S’éleva alors la voix tranquille mais triomphante de Marie-Angéline qui était allée jusqu’à la porte transmettre l’ordre de la marquise :

— Après-demain, la princesse Murat donne, dans son hôtel de la rue de Monceau, une soirée au bénéfice du Comité de secours aux réfugiés russes… Elle y sera !

— Comment, diable, savez-vous ça ? exhala Aldo mais Mme de Sommières avait déjà la réponse :

— La messe de six heures à Saint-Augustin, bien entendu ! As-tu déjà oublié que Plan-Crépin y puise le plus clair de ses informations ? Mais, ajouta-t-elle en se tournant vers sa lectrice, comment pouvez-vous savoir qu’elle y sera, comme vous dites ?

— Oh, c’est un peu la vedette de la soirée. Surtout auprès des serviteurs : elle est tellement généreuse que c’est tout juste si la domesticité de la princesse Murat ne brûle pas de cierges quand elle arrive. Et puis outre le fait qu’elle est extrêmement décorative, sa présence rappelle le souvenir de feu la princesse Achille Murat qui était née Salomé Dadiani et reine de Mingrélie {7}dont elle était cousine. On aime assez à entretenir le souvenir des couronnes royales chez les Murat.

— Merci infiniment, Angélina ! s’écria Morosini qui se sentait revivre. Vous êtes vraiment la meilleure source d’informations que j’aie jamais rencontrée. Et… sauriez-vous, par hasard, comment je pourrais réussir, en quarante-huit heures, à me faire inviter dans une maison où je ne connais personne et surtout pas les maîtres de maison ? fit-il avec une pointe de taquinerie.

S’il pensait la prendre de court il se trompait. Marie-Angéline lui jeta un coup d’œil plein de défi :

— Non, fit-elle, mais je vais me renseigner !
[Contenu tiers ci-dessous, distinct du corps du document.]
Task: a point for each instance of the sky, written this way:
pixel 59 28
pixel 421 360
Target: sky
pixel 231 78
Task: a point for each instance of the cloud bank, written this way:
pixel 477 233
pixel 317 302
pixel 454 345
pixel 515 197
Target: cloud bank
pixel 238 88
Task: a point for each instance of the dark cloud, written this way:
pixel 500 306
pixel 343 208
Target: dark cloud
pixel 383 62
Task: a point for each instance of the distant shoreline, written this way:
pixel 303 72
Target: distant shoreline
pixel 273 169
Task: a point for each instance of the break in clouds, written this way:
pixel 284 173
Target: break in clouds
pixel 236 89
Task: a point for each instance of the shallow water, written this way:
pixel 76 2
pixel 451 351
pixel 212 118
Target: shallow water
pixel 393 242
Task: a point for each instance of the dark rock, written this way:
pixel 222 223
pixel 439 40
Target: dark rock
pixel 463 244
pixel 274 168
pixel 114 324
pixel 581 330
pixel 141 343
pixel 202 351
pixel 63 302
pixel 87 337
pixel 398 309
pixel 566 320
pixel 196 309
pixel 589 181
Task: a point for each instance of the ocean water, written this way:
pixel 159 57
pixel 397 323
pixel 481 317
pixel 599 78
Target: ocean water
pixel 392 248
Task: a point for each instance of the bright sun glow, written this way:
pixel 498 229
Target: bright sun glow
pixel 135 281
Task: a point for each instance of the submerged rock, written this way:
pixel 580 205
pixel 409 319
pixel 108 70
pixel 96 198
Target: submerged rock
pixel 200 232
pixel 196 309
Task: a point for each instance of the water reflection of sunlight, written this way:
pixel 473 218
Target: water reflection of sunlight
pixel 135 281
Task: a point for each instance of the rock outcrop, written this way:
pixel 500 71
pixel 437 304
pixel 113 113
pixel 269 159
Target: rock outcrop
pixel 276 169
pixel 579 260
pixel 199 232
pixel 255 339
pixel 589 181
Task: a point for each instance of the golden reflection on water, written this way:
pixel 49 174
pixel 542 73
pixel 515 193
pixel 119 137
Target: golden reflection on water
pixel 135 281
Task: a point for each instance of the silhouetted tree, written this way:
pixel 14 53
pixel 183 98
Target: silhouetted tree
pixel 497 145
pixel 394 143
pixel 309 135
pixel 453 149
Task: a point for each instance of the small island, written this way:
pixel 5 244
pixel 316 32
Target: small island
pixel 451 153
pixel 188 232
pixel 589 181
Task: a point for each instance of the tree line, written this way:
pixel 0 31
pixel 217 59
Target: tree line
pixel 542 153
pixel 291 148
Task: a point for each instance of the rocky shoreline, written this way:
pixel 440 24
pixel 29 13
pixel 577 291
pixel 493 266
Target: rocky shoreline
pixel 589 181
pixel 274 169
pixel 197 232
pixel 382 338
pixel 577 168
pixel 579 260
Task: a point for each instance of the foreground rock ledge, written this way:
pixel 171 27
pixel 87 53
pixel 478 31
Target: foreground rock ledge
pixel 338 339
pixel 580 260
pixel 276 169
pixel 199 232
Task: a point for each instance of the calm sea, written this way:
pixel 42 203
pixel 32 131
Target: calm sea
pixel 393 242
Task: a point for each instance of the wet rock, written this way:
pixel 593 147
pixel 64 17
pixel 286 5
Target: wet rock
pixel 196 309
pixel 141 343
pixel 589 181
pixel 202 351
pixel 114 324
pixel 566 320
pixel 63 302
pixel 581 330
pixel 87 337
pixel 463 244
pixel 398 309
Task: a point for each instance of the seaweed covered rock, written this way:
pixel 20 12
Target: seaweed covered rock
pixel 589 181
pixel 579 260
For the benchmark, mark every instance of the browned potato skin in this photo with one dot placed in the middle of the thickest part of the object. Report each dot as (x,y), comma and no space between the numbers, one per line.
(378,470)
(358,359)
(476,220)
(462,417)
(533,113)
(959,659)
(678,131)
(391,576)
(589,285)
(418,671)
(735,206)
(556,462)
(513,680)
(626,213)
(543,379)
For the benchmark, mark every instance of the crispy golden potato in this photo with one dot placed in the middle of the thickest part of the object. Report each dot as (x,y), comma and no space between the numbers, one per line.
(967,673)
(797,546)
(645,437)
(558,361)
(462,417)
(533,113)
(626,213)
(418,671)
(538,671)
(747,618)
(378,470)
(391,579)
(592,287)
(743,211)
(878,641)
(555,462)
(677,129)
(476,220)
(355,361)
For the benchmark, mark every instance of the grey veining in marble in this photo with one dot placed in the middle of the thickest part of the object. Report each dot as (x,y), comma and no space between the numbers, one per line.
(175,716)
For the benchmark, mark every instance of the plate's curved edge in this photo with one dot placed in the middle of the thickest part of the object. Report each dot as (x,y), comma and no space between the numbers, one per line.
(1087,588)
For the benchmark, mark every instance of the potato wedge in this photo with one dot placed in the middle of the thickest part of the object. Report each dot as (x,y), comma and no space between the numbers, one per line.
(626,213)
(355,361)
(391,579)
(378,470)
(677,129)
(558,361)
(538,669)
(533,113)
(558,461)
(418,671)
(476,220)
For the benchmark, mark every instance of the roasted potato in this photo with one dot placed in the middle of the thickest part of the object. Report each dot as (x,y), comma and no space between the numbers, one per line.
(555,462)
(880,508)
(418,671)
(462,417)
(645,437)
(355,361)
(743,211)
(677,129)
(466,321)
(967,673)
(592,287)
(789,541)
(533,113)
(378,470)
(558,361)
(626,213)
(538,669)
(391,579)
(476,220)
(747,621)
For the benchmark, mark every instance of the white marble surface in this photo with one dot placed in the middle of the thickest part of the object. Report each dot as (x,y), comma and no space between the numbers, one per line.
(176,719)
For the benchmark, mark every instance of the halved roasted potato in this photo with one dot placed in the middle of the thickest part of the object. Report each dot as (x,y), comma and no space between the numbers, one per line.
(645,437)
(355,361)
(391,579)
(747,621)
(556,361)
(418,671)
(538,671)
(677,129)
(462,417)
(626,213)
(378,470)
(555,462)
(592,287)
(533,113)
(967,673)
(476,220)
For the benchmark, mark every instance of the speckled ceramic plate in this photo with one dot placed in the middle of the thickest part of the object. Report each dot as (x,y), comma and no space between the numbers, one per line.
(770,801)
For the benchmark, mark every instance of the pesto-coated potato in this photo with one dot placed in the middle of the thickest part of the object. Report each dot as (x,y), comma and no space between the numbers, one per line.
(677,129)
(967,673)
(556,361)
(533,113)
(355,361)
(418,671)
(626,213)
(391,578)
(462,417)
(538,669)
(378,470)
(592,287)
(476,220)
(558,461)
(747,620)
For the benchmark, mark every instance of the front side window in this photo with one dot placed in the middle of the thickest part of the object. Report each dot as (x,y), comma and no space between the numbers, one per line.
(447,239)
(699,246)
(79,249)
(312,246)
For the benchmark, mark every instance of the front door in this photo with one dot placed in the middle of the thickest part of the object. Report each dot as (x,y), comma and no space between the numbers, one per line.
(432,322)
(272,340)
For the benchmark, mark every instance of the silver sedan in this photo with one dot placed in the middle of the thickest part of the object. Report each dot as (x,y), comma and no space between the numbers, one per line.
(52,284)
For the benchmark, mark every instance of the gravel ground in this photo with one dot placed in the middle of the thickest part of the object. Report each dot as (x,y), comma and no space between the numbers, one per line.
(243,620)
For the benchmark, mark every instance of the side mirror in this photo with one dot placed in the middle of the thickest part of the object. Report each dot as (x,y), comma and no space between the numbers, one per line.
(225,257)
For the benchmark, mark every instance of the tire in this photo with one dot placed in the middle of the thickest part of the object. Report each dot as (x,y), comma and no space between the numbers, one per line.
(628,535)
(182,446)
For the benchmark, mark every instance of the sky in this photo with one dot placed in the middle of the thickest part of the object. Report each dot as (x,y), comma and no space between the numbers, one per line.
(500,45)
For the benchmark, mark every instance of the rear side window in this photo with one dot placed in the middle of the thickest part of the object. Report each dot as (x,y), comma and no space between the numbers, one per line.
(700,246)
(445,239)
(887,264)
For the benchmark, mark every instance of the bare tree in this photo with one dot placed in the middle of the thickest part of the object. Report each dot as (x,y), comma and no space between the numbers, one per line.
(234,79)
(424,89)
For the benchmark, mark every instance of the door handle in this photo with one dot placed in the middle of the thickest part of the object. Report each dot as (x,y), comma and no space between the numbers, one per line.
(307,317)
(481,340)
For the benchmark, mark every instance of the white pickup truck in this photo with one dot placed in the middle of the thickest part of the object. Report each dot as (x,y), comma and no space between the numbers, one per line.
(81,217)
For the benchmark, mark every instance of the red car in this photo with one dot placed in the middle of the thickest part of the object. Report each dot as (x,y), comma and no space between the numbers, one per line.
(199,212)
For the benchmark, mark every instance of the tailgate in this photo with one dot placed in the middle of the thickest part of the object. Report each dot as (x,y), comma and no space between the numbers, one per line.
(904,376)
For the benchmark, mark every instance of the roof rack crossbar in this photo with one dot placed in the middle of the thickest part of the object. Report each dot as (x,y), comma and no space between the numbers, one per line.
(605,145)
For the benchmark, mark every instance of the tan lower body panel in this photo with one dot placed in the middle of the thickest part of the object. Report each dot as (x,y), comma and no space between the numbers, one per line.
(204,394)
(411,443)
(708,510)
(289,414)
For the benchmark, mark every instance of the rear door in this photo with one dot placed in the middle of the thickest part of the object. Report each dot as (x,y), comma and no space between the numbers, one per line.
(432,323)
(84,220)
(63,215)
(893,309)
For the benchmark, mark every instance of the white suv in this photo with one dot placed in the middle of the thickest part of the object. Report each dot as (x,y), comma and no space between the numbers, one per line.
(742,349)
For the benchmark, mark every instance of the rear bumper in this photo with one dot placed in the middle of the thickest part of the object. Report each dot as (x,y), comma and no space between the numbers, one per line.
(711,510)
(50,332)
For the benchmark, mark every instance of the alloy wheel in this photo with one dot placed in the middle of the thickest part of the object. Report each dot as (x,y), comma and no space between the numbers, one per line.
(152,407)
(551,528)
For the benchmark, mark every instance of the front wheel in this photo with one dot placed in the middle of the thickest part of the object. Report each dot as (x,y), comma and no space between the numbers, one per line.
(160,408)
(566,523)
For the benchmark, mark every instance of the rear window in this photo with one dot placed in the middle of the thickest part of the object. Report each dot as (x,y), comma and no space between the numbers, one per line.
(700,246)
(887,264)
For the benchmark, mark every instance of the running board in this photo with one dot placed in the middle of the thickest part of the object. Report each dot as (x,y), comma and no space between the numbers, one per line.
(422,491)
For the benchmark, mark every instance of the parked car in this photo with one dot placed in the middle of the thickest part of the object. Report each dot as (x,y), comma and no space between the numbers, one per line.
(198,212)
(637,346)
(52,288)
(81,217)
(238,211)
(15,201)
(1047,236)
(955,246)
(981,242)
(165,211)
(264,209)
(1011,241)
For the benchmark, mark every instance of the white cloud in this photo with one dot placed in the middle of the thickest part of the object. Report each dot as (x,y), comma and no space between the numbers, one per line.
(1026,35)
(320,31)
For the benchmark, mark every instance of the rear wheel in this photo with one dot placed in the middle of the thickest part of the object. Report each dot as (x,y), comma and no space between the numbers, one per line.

Et elle se précipita hors de la chambre. Une heure plus tard elle était de retour porteuse d’une information que Morosini jugea intéressante : il y avait vente à l’hôtel Drouot cet après-midi-là. On y disperserait la bibliothèque d’un vieux général descendant d’un officier de la Grande Armée comportant des ouvrages ayant appartenu à Napoléon Ier et une collection de lettres de l’Empereur et de ses maréchaux patiemment réunie au long d’une vie. Le prince Murat étant couché avec la grippe, sa femme se rendrait à la vente avec sa secrétaire et sa sœur, la duchesse de Camastra.

Aldo était bien conscient qu’il y avait une marge sévère entre assister à une vente où il y aurait foule à quelques pas d’une dame et amener ladite dame à une invitation et il ne savait pas trop comment il allait s’y prendre mais pour atteindre la femme qui détenait les « sorts sacrés », et donc la vie de Lisa, il était prêt à n’importe quelle folie. Et puis il comptait un peu sur sa bonne étoile.